Bap e Leila: Rivalidade Política Supera o Campo no Fla-Palmeiras

Conflito de gestão acirra clima entre as potências
O duelo entre Flamengo e Palmeiras neste sábado, no Maracanã, vai além de uma simples partida entre os principais clubes do país. A tensão política entre o presidente rubro-negro Luiz Eduardo Baptista, o Bap, e a mandatária palmeirense Leila Pereira transformou o confronto em um embate de narrativas e interesses institucionais.
Libra como epicentro da crise
A saída do Palmeiras do bloco Libra, responsável por negociações de direitos de transmissão, marcou o ápice do desgaste. Bap minimizou a decisão e afirmou que o clube paulista não terá participação em eventuais aumentos de receita obtidos pelo grupo. Leila rebateu as críticas, destacando que atua exclusivamente em defesa dos interesses do Palmeiras e negou qualquer envolvimento com a compra da SAF do Vasco.

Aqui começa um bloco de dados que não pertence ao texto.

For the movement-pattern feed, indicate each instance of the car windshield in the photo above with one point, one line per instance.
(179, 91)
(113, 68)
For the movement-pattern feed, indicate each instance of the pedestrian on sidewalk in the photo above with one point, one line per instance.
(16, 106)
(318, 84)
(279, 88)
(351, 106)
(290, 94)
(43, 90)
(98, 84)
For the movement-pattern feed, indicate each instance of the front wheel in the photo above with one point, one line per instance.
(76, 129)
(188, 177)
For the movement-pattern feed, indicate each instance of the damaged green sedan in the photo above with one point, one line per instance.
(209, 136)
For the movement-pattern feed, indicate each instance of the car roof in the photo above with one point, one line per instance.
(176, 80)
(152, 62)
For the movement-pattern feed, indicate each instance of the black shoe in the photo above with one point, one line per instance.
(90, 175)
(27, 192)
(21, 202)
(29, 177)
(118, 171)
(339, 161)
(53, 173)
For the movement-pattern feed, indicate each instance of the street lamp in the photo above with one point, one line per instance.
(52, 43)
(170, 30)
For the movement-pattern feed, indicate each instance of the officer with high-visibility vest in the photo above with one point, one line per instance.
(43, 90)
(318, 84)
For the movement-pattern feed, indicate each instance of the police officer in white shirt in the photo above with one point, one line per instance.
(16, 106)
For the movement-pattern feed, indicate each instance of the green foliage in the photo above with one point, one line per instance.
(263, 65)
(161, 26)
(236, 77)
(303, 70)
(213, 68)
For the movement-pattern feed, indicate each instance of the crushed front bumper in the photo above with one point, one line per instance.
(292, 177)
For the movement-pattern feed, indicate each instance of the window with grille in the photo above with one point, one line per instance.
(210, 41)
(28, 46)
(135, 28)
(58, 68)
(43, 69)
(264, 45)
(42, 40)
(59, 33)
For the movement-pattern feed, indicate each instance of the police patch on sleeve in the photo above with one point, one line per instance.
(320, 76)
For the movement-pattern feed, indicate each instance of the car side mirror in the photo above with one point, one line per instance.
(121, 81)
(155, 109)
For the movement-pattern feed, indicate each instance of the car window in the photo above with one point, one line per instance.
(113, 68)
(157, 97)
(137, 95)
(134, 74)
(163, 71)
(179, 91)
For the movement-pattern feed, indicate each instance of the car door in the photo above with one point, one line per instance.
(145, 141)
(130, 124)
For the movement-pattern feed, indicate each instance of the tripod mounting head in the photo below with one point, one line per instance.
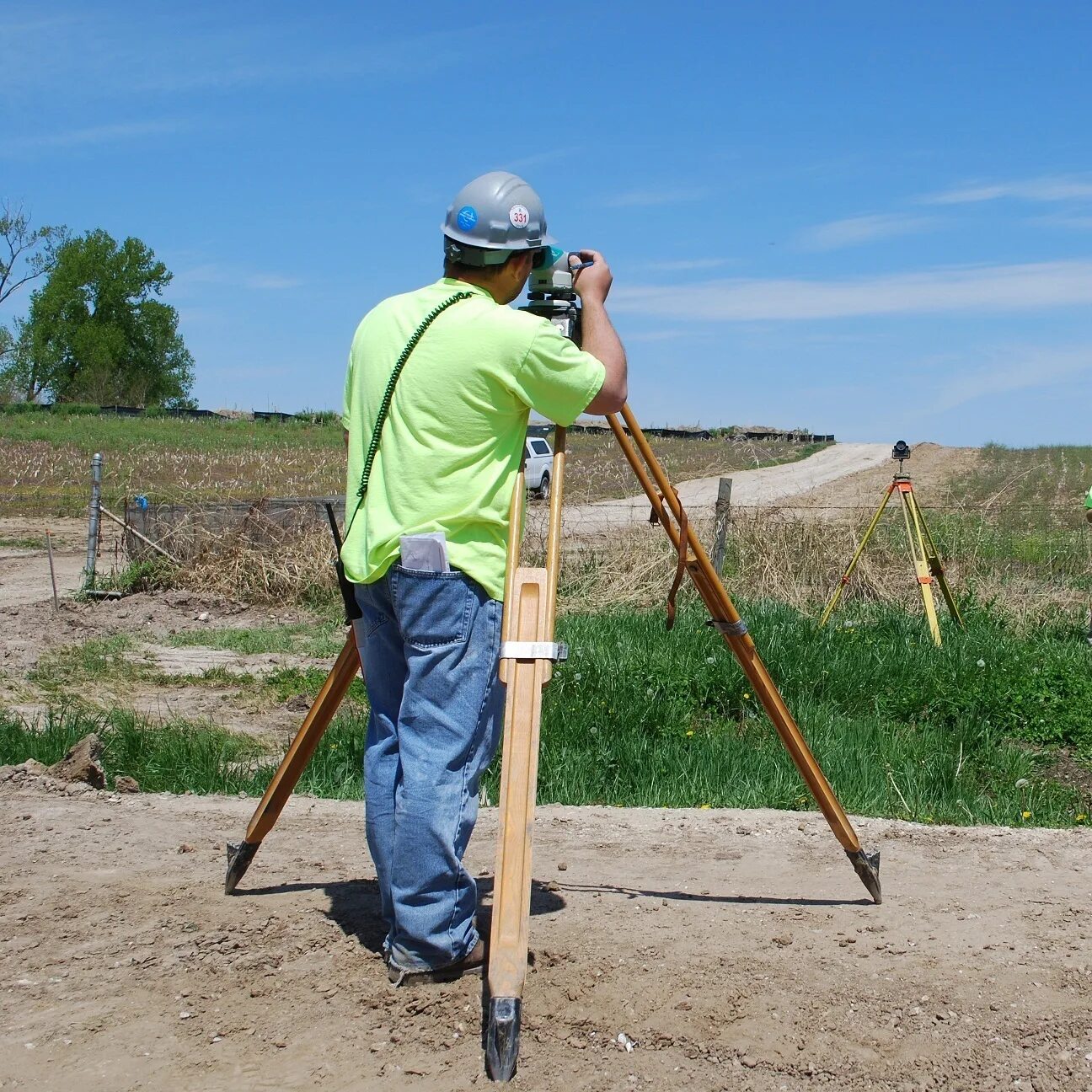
(901, 452)
(550, 292)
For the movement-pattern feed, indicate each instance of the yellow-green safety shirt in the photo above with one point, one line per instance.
(453, 440)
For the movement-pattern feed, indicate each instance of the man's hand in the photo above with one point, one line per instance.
(598, 336)
(592, 284)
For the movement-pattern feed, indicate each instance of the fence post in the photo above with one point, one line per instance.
(721, 522)
(96, 493)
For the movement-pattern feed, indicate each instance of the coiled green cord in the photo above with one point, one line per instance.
(389, 393)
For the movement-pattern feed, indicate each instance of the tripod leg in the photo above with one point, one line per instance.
(239, 854)
(918, 555)
(527, 666)
(734, 631)
(936, 567)
(856, 557)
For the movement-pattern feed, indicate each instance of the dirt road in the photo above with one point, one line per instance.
(734, 948)
(764, 486)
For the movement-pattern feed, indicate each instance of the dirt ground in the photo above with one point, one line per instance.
(930, 467)
(735, 949)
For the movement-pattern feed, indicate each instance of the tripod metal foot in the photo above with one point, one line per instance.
(239, 855)
(502, 1037)
(867, 866)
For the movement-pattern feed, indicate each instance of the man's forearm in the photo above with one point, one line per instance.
(600, 339)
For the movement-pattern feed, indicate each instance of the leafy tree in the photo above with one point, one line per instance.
(29, 251)
(95, 331)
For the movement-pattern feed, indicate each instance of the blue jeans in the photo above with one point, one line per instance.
(429, 645)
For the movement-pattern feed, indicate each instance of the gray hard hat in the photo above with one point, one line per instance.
(497, 213)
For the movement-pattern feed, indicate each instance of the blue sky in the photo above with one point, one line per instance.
(874, 220)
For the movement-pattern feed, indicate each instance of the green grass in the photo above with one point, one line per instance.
(100, 659)
(22, 543)
(181, 756)
(901, 729)
(638, 716)
(305, 639)
(110, 435)
(1011, 479)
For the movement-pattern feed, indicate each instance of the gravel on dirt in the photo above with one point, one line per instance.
(729, 949)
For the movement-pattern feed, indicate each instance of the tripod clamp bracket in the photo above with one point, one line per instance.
(729, 628)
(555, 651)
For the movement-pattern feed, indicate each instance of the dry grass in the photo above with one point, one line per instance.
(45, 463)
(597, 469)
(782, 555)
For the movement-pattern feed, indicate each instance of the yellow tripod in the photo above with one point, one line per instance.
(923, 552)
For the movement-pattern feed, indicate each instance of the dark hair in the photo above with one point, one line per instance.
(453, 269)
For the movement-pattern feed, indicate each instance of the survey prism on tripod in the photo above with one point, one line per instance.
(923, 550)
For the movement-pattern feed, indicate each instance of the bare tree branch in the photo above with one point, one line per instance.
(37, 247)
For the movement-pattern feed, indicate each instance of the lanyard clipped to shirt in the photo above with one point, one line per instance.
(389, 393)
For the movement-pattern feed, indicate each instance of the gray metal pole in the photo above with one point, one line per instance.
(96, 493)
(721, 522)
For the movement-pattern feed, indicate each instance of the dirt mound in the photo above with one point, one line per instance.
(733, 948)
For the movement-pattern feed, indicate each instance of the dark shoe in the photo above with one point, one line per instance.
(471, 963)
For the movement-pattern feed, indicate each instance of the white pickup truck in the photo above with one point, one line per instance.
(538, 458)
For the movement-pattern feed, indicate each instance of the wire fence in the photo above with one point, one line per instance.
(1029, 558)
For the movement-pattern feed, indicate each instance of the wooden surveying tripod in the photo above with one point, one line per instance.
(923, 550)
(527, 663)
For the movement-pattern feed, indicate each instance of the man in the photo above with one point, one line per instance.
(1088, 516)
(426, 544)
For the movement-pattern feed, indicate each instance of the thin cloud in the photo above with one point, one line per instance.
(539, 158)
(958, 288)
(211, 273)
(177, 54)
(273, 282)
(1057, 188)
(1024, 369)
(639, 199)
(855, 231)
(685, 265)
(1080, 221)
(92, 136)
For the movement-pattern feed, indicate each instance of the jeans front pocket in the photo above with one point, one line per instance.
(432, 608)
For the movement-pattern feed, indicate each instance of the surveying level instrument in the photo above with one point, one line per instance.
(923, 550)
(528, 654)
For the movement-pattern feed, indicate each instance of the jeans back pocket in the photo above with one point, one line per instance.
(432, 608)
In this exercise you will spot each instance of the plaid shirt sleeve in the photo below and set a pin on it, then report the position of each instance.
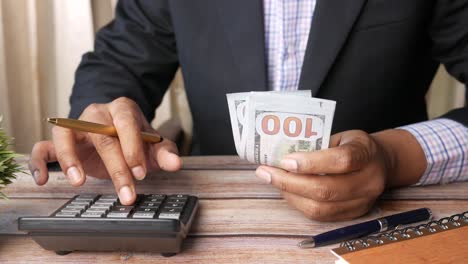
(445, 145)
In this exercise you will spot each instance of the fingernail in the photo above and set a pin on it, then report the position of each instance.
(74, 174)
(36, 175)
(139, 172)
(126, 193)
(264, 175)
(289, 164)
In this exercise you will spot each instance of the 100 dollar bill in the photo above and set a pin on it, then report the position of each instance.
(269, 125)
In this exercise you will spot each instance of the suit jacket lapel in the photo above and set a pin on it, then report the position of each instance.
(332, 21)
(244, 28)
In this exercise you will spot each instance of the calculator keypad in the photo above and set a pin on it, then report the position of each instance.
(108, 206)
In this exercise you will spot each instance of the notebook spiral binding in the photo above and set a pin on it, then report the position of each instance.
(446, 223)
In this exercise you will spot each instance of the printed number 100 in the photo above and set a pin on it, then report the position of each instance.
(289, 126)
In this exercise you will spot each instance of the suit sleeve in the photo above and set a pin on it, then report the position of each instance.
(134, 56)
(449, 33)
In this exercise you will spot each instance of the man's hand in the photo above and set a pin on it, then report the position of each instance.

SAF e questões fiscais ampliam divergências
Outro ponto de atrito surgiu com a hipótese de participação de familiares de Leila em operações ligadas à SAF vascaína. Bap criticou a possibilidade de propriedade cruzada entre clubes e questionou empréstimos da Crefisa ao time de São Januário. O Flamengo também reafirmou sua posição contrária a benefícios fiscais excessivos para o modelo SAF, defendendo punições esportivas para casos de má gestão financeira.
Disputa por títulos alimenta rivalidade institucional
Nos últimos anos, os dois clubes acumularam conquistas expressivas, incluindo a final da Libertadores vencida pelo Flamengo em 2025. Essa hegemonia transformou qualquer divergência entre as diretorias em tema nacional, elevando o peso de cada declaração pública.
O confronto no Maracanã, portanto, representa não apenas a busca por três pontos, mas também uma disputa por influência no cenário do futebol brasileiro.